A recent study published online in Science Advances, revealed the role of strontium ions (Sr²⁺) in the promotion of myocardial repair in ischemia/reperfusion (I/R) hearts. This research was collaboratively performed by Dr. YANG Huang-Tian's research team from the Shanghai Institute of Nutrition and Health of the Chinese Academy of Sciences (CAS) and Dr. CHANG Jiang's research team from the Shanghai Institute of Ceramics of CAS.  

Cardiovascular disease is a leading cause of mortality worldwide. The mortality of acute myocardial infarction (MI) is rising rapidly in China, bringing serious health and economic burden to residents and society. Timely restoration of blood supply after MI is crucial and necessary for the treatment of MI, while it can cause new injury, known as myocardial I/R injury.
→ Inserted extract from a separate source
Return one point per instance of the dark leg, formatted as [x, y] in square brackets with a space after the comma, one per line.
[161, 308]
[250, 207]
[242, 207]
The MI-caused loss of enormous cardiomyocytes and the formation of fibrous scar would induce heart failure and arrhythmias, resulting in high mortality. Therefore, it is of great clinical significance to explore new therapeutic strategies targeting at the promotion of cardiomyocyte survival and restoration of destroyed blood vessel network in the early stage of MI.  

Previous studies revealed that silicon ions-containing materials promoted the recovery of the myocardial function after MI, suggesting a new therapeutic strategy by use of abundant trace elements for ischemic heart disease. In the current report, the researchers further explored the possibility of Sr²⁺ in the treatment of I/R hearts.   

Strontium is an essential trace element for human body, which mainly exists in human teeth and bones. It can be ingested through food and water, and mainly metabolized through urine. Because Sr²⁺ has a variety of regulatory effects on bone formation, Sr-containing drugs, such as strontium ranelate, strontium chloride, are widely used in the treatment of osteoporosis, osteogenesis, ricochet disease, etc. Sr²⁺ has been found to promote angiogenesis in the promotion of bone regeneration, but its role in the heart has not yet been reported and it is unknown whether its effect in promoting angiogenesis can be beneficial to I/R heats.  

Researchers found that Sr²⁺ promotes the proliferation and migration of endothelial cells, smooth muscle cells, and fibroblasts; enhances the expression of angiogenic factors and cell interaction; reduces cardiomyocyte apoptosis in vitro.   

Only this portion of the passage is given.